四つの視点 第38回(2) 今月のテーマ「ISO22000への期待」

四つの視点(第38回) 今月のテーマ「ISO22000への期待」

「スリム化」「見える化」の視点から

研修機関/(社)中部産業連盟 東京本部 主任コンサルタント 山崎 康夫 氏


消費者の信頼回復に向けて


ISO22000が昨年9月に発行されて約1年が経過した。認定機関であるJABが正式に認定申請受付を来年3月から開始する予定であることを公表し、これから本格的に企業においてISO22000のシステム構築が開始されると思われる。

われわれ(社)中部産業連盟は、マネジメント専門の公益法人として、品質/環境/労働安全/情報セキュリティなど各種ISOを手がけているが、HACCPについても2000年から指導してきた。ISO22000についても、現在数社、来年の認証に向けて指導しているところである。

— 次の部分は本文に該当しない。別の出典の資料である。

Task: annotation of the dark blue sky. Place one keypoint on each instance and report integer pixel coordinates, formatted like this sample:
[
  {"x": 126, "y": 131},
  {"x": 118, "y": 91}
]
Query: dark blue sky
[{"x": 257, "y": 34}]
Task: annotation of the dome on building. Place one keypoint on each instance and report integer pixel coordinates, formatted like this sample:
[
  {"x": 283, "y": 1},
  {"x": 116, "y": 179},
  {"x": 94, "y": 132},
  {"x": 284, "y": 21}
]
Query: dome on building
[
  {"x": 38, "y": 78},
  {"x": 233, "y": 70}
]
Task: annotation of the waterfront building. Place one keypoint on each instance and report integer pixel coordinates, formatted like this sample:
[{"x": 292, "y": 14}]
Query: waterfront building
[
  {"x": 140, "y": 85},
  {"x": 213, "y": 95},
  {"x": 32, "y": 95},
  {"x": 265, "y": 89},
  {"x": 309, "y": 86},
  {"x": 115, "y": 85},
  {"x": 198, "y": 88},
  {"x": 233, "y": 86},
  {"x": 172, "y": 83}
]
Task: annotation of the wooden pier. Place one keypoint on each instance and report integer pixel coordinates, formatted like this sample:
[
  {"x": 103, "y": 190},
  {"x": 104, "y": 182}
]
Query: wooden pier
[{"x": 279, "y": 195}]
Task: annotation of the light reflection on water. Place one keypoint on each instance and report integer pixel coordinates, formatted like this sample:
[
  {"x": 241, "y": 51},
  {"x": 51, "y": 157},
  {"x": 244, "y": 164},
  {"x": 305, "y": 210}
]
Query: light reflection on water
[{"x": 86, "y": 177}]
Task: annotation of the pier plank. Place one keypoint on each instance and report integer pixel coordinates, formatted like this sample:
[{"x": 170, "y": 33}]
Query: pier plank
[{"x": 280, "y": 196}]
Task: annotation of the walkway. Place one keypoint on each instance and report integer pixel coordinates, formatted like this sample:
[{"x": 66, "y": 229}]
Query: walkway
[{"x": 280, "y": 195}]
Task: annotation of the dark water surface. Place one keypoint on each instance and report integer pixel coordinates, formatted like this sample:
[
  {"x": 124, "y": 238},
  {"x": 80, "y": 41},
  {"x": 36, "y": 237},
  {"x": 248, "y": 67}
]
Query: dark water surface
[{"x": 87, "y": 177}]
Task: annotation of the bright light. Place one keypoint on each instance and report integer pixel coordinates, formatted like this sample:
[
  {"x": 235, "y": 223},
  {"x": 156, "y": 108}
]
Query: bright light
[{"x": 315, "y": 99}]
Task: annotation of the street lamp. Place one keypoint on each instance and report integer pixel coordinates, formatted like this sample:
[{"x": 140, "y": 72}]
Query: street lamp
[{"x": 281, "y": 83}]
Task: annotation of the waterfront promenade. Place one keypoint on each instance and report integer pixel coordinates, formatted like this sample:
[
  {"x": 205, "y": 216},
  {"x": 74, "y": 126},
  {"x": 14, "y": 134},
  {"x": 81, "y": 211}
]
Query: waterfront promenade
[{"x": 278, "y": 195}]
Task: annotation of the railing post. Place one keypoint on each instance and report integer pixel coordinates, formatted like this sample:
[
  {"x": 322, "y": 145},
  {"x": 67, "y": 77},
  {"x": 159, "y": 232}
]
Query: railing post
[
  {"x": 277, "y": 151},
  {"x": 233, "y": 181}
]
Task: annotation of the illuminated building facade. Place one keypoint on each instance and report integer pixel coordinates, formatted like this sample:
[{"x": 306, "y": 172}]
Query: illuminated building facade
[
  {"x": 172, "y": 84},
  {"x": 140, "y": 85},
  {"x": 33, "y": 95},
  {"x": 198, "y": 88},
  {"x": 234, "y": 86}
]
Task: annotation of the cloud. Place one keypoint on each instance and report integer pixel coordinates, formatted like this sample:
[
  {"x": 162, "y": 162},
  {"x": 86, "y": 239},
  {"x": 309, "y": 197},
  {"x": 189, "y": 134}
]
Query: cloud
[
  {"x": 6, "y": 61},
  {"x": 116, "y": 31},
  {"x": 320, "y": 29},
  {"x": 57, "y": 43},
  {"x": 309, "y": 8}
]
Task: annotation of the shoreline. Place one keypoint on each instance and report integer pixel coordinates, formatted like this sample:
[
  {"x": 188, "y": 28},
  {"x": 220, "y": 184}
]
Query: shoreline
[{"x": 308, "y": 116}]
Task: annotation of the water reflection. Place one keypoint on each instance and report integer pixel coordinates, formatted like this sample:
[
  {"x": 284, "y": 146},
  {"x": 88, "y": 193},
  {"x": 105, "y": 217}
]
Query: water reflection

最近の傾向として、流通業界の食品安全に対する取組みが目立つようになってきた。GFSI(Global Food Safety Intiative:世界の食品流通の60%を占める大手48メンバーで構成)が委員会として、ISO22000を取りあげている。またCGC(首都圏の大手CVの連合体)安心部会や、イオンや農協など日本の大手流通業者も食品安全への取組みを打ち出している。

このような状況の中で、食品製造業や関連企業への流通からの食品安全規格導入の圧力が確実に強くなってきている。またISO9001をすでに認証している企業が、ISO22000に乗り換える事例がでてきている。

昨今、HACCPを取得した企業においても多くの食品事故が起こっており、消費者の食品業界への不信感は増大している。食品関連企業にとっては、ISO22000のマネジメントシステムを導入することにより、食品安全管理を実現し、それが消費者の信頼回復につながっていくであろう。

「スリム化」、「見える化」の具体的手法


上記の環境の変化により、これからISO22000に取り組む食品企業が増えてくると思われるが、導入の方法を間違えると非効率なものになってしまう。多くの企業は、ISOの認証取得をすることを第1目標にしている。会社の実態に合わないISOシステムを導入し、また運用面でも食品安全チームと一部の関係者に任せてしまっており、現場の作業者にまったく情報が伝わっていない場合が多い。その結果、事故やクレームがなかなか減少しない。

このような問題点を解決して、ISO22000を食品工場の有効なマネジメントシステムとして活用していくには、ISOシステムを「スリム化」「見える化」の視点から構築、導入していくことである。

「スリム化」の具体的な手法を、以下に示す。

(1)規定の文書化を極力なくし、スリム化する。原則とし、プロセス単位で「フローチャートと帳票」で構成し、現場作業者にわかりやすいものにする
(2)ムダな帳票・記録の統廃合を行ない、業務改善を実施
(3)文書承認は原則として、作成と承認だけにし、決裁を速くする。また定型業務は、承認者をできるだけ上位者から下位者に権限委譲する

また食品工場における「見える化」としては、不良やクレームがわかる、その再発防止対策がわかる、異物混入の予防手段がわかる、トレーサビリティがわかる…など現場従業員にもすべてPDCAが見えるようにして改善を図っていくことである。